Clouds of Witness is the second Lord Peter Whimsey mystery novel by Dorothy L. Sayers. It was first published in 1926. It is also the second novel that I have read in the series. Once again, I am pleased by the effort and absolutely love the main character.
There is a whole lot that appeals to me in this novel, much of it the same as with the first novel. I continually see similarities between Whimsey and myself. He and I have that 100-mph mannerism that just can make the most boring story (a murder at a lodge on the moors) an exciting and interesting caper. And Bunter – dear, wonderful Bunter – is once again the epitome of perfect manservant.
The other characters in the novel are interesting as well. The reader is allowed to come onto this property on the moors and associate with several members of the Whimsey family. We get to know a lot more about Peter’s sister, Mary, and their brother Gerald. Gerald, by the way, is the accused in this murder mystery! We also learn that Gerald is not as droll as we had originally thought!
In this novel, Sayers both supports and mocks the peerage. There are discussions on “the working man” versus the gentry. We hear from a variety of people regarding this manner and are witness to the spectacle that comes from accusing the Duke of Denver of murder. Sayers pokes fun at the pomp and circumstance and yet also shows an astute respect and caring toward the lordships. It is definitely a novel that readers fond of Great Britain’s “houses” won’t mind reading.
Sayers’ ability to manage the characters and plot while also turning a phrase, providing misdirections, and giving subtle and witty amusements is impressive. It is one thing to write a good story, it is quite another to write one that also has little asides of humor and show brilliant wit. There are several sections wherein I had to visibly grin while reading because it was so skillfully written.
Some people might find Lord Peter to be a bit unfocused or random. They may even think he is unable to be serious – he often seems to derail, interrupt, or wonder aloud. I know this frustrates people – because I tend to feel that frustration levied toward myself more often than not. Like Peter, though, I have a loyal group of friends that join me on all of my adventures. Peter’s biggest help in this novel (besides the indefatigable Bunter) is Charles Parker. Parker and Whimsey begin by combing the grounds of the property looking for clues:
“Serve him glad,” said Lord peter viciously, straightening his back. “I say, I don’t think the human frame is very thoughtfully constructed for this sleuth-hound business. If one could go on all-fours, or had eyes in one’s knees, it would be a lot more practical.” pg. 48, Chapter 3
I know that in this series, Lord Peter is supposed to “age naturally,” meaning, I think, that he doesn’t stay the same age for five novels and have 85 cases to solve per year. Nevertheless, I have been unable to imagine him as more than in his late 30s. I know there have been some TV episodes, but I feel their portrayal is too elderly. I don’t care what the chronology looks like – Peter is so youthful and energetic, he cannot be played by some grey-haired actor.

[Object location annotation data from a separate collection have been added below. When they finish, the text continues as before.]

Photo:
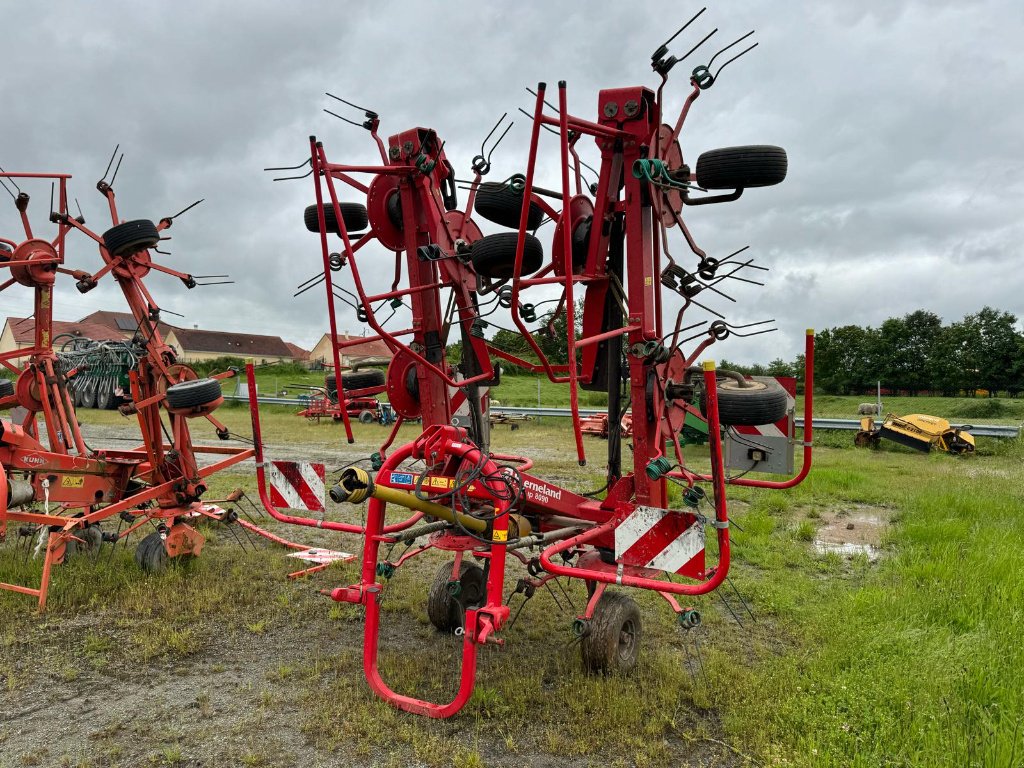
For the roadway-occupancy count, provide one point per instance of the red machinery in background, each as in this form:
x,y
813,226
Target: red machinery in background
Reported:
x,y
610,243
161,481
357,399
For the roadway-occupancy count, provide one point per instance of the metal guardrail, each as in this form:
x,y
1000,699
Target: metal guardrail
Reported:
x,y
978,430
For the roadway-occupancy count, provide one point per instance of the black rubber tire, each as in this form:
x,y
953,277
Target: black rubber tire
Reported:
x,y
355,380
494,256
193,393
741,167
104,394
445,611
496,202
131,237
79,391
151,554
354,215
91,538
611,641
765,402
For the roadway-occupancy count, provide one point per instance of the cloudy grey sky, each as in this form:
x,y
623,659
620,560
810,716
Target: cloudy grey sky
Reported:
x,y
902,122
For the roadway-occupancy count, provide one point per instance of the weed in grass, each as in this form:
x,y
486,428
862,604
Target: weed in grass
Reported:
x,y
256,628
806,530
172,756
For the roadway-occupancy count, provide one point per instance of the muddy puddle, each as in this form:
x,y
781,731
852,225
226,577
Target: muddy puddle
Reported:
x,y
853,530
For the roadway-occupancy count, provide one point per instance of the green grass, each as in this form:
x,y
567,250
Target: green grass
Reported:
x,y
957,410
910,660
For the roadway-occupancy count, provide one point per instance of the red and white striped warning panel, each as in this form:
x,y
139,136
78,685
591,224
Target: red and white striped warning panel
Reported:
x,y
322,556
783,427
663,540
297,484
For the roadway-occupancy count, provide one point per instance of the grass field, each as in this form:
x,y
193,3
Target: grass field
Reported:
x,y
904,654
525,391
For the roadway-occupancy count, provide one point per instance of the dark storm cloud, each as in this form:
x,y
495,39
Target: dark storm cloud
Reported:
x,y
901,122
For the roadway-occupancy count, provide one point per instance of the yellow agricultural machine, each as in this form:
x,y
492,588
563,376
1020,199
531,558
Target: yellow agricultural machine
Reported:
x,y
916,431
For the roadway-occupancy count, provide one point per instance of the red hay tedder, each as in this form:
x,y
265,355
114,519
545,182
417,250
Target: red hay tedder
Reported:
x,y
609,246
159,482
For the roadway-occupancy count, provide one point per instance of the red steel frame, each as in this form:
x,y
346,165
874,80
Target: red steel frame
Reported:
x,y
158,480
568,523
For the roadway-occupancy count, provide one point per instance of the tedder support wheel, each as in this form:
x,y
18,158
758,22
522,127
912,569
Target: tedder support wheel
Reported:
x,y
764,401
131,237
152,554
358,380
494,256
497,202
739,167
611,641
193,393
446,600
354,215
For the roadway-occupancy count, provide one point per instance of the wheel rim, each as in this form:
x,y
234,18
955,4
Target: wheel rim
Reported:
x,y
627,640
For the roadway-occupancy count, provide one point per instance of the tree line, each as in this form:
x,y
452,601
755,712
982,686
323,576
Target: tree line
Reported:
x,y
916,353
912,354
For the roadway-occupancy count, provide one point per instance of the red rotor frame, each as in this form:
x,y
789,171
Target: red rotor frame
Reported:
x,y
622,272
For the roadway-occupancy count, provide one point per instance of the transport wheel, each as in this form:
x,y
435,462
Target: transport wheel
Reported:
x,y
763,402
353,214
446,610
611,641
355,380
151,554
193,393
131,237
494,256
91,538
740,167
497,202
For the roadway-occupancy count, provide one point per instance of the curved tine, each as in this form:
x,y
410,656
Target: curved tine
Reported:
x,y
354,107
350,122
484,142
550,105
116,169
723,50
755,333
545,127
748,50
683,28
288,178
707,38
185,210
733,327
113,155
504,133
303,164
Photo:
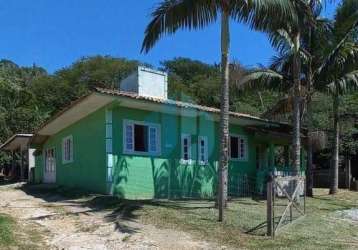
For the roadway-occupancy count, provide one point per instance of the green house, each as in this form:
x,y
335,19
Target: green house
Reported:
x,y
137,144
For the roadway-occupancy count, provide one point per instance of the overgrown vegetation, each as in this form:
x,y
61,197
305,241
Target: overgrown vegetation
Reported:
x,y
6,230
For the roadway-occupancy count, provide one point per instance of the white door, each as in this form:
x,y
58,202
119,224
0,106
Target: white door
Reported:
x,y
50,166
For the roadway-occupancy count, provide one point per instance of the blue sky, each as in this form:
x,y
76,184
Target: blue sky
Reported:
x,y
53,34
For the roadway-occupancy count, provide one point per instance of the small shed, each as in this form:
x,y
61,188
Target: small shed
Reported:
x,y
22,158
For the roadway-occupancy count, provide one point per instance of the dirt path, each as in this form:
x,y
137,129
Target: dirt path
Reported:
x,y
68,224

Doing more sleuthing, Whimsey is retelling part of the story to Parker, and Peter interrupts himself to ask Parker if he knows how to spell ipecacuanha. Parker does:
“Damn you!” said Lord Peter. “I did think I’d stumped you that time. I believe you went and looked it up beforehand. No decent-minded person would know how to spell ipecacuanha out of his own head.” pg. 103, Chapter 6
It really is not a stretch to hear myself saying those lines. In Chapter 4, there is a small interchange between Peter and Bunter regarding Bunter’s mother – and it is priceless and amusing! Whimsey surprised to learn that Bunter has one! Nevertheless, though Peter surely aggravates the heck out of his friends, Chapter 12 demonstrates the loyalty and love his friends and family have for him. And, honestly, even in dire circumstances, Peter still is sarcastic and obnoxious. But in an almost self-effacing manner. Whew! Scary moments in that chapter! I am not any more endeared to moors having read this chapter.
With that instinct which prompts one, when depressed, to wallow in every circumstance of gloom, Peter leaned sadly upon the hurdles and abandoned himself to a variety of shallow considerations upon (1) the vanity of human wishes; (2) Mutability; (3) first love; (4) The decay of idealism; (5) the aftermath of the Great War; (6) birth-control; and (7) the fallacy of free-will. This was his nadir, however.
Our plucky hero picks up his spirits and trudges onward across this miserable moor. I confess I probably have had my share of moments wherein I have paused in some mundane task to consider these kosmically heavy concepts.
The resolution for the mystery is given in the end chapters of the book during the court case. Part of the storyline of this novel is that this trial involves a Duke. So, of course, Sayers wants to show us the rigamarole of the court case involving the gentry. I am just not a fan of courtroom dramas/stories/mysteries, etc. Make no mistake: these chapters are exceedingly well-written and are actually very entertaining. I am just not a reader with patience for such things.